Politica

Pasticcio digitale

Il governo ha malamente pasticciato, relativamente alla neonata e già gravemente malata Agenzia Digitale. Il guaio è che continua a pasticciare, lasciando supporre che ne verrà fuori un mostriciattolo. Per non dire l’ennesimo carrozzone. Tanti governi si sono trastullati con il futuro digitale, riuscendo ad assicurare un presente d’arretratezza, ma solo l’attuale è riuscito a violare i decreti legge nello stesso momento in cui li emanava.
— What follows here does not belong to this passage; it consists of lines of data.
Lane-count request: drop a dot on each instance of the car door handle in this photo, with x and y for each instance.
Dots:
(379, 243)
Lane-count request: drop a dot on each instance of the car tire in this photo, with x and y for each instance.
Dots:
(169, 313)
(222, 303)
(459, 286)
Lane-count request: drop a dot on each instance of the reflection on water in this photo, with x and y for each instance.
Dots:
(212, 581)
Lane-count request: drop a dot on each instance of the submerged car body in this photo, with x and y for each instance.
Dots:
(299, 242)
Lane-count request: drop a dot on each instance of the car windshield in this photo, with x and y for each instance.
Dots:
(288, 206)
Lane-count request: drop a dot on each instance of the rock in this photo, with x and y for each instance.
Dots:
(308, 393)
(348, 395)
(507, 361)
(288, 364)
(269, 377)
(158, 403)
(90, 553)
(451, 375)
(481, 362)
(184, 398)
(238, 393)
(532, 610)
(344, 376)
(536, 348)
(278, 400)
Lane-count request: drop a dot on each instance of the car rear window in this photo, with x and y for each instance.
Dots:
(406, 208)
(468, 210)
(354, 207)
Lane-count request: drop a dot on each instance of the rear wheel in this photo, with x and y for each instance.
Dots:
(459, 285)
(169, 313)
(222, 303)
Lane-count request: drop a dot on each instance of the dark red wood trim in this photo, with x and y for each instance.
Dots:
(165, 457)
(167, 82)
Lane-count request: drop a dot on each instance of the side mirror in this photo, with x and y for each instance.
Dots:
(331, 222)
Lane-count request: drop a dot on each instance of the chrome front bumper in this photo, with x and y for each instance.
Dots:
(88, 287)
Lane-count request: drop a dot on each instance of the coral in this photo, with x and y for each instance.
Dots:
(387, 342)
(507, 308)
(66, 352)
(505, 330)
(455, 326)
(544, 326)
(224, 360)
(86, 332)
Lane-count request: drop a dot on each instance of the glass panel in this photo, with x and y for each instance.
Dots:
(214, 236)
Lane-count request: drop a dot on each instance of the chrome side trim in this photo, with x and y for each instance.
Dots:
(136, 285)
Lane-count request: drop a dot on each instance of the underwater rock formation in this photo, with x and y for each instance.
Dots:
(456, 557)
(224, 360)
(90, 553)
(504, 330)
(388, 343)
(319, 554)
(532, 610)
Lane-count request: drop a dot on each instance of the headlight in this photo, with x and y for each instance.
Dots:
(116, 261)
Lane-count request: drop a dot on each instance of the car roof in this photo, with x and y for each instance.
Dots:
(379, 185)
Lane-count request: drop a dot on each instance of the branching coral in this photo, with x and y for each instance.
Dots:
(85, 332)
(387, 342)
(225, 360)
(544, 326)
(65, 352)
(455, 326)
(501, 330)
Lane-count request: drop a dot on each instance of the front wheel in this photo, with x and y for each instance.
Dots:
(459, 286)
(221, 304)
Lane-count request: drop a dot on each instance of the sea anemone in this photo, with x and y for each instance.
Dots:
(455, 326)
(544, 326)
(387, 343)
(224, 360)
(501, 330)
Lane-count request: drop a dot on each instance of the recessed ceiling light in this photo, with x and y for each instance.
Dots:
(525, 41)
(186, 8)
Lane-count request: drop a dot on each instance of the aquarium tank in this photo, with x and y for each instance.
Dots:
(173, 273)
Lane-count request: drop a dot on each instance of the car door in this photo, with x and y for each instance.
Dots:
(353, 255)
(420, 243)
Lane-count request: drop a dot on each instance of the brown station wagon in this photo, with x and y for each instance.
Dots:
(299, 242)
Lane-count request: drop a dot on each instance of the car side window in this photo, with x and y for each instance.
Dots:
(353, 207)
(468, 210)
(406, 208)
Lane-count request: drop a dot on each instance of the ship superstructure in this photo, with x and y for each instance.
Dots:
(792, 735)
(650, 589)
I decreti legge, si sa, servono a legiferare in condizioni di necessità e urgenza. Alla fine del giugno scorso il governo decise essere necessario e urgente creare una nuova Agenzia Digitale, fondendovi DigitPa, l’Agenzia per l’Innovazione e il Dipartimento innovazione della presidenza del Consiglio. Vale a dire pere, patate e zucchine. Ma lasciamo perdere, sta di fatto che il decreto prevedeva la scomparsa dei fondendi ben prima della conversione in legge, con la nomina del nuovo direttore generale, che sarebbe dovuta avvenire, dopo una procedura d’evidenza pubblica, entro un mese, vale a dire entro la fine di luglio. Il Parlamento ha deglutito tutto, come anche il Quirinale, un tempo puntiglioso, compreso il fatto che prima ancora della ratifica il decreto avrebbe provocato eventi irrimediabili, sicché il voto dei parlamentari era da considerarsi inutile. E passi, tanto oramai il Parlamento è lì solo per approvare, e il primo che prova a ragionare gli danno del traditore e sabotatore.

Ma le cose sono andate diversamente, perché il governo decretante non ha mai avviato alcuna procedura pubblica, non ha mai detto quale profilo dovesse avere questo direttore generale e, quini, non ha mai chiesto chi volesse andare a svolgerne le funzioni, presentando il proprio curriculum. Così è passato luglio. Poi è passato agosto. Intanto il decreto è stato convertito in legge, ma il direttore non si vede, e neanche la pubblicazione dei criteri. Per occupare il tempo morto, lungi dall’applicare la legge che loro stessi hanno scritto, per giunta sostenendo che era urgente, due ministri, Corrado Passera e Francesco Profumo, hanno pensato bene di cominciare a litigare su quale dei loro adepti meritasse di diventare direttore generale. Nello scucuzzarsi hanno dimenticato la procedura, in compenso lasciando trapelare non solo i nomi dei mal capitati, ma anche quelli delle possibili alternative. Il tutto come se non fosse mai esistito il loro decreto. Adesso siamo a settembre e il governo dice: è giunta l’ora di dare evidenza pubblica a questa nomina. Benedetti figlioli, avreste dovuto farlo a giugno! Ora sapete cosa vi capiterà? sarete  sommersi dai ricorsi, nel mentre avete fatto una pira di nomi pur rispettabili.

Mettiamo che tutto questo sia tollerabile (non lo è, anzi, è vagamente vergognoso), fatta la nomina sarà risolto il problema? No. Perché l’Agenzia per l’Innovazione (che ho presieduto e dalla quale mi sono dimesso, suggerendo di fare l’opposto di quel che hanno fatto) era un gioiello a bassa spesa e grandi risultati, salvo avere una parte delle competenze totalmente inutili: hanno salvato le cose inutili e soppresso le preziose. Grandioso. In più sono riusciti a bloccare il lavoro di centri di scambio con la Cina, annunciando che sarebbero stati seguiti da chi non li ha affatto accuditi. Perché dal Dipartimento non passerà nessuno alla nuova Agenzia, visto che il trasloco è volontario e non esiste un solo dipendente pubblico che lo accetti. Perché DigitPa ha un contenzioso infinito, nonché funzioni nel frattempo impoverite e svuotate (compreso il parere sugli appalti pubblici, che, forse, era il vero obiettivo di tutta la manfrina).

L’Agenzia Digitale, quindi, è già un miracolo se partirà prima della fine del governo che l’ha creata, candidandosi a rinfoltire il già lungo corteo dei carrozzoni orfani. Per essere stata concepita da tecnici e per doversi dedicare all’innovazione, non c’è dubbio che rappresenta un ragguardevole capolavoro di contraddizioni.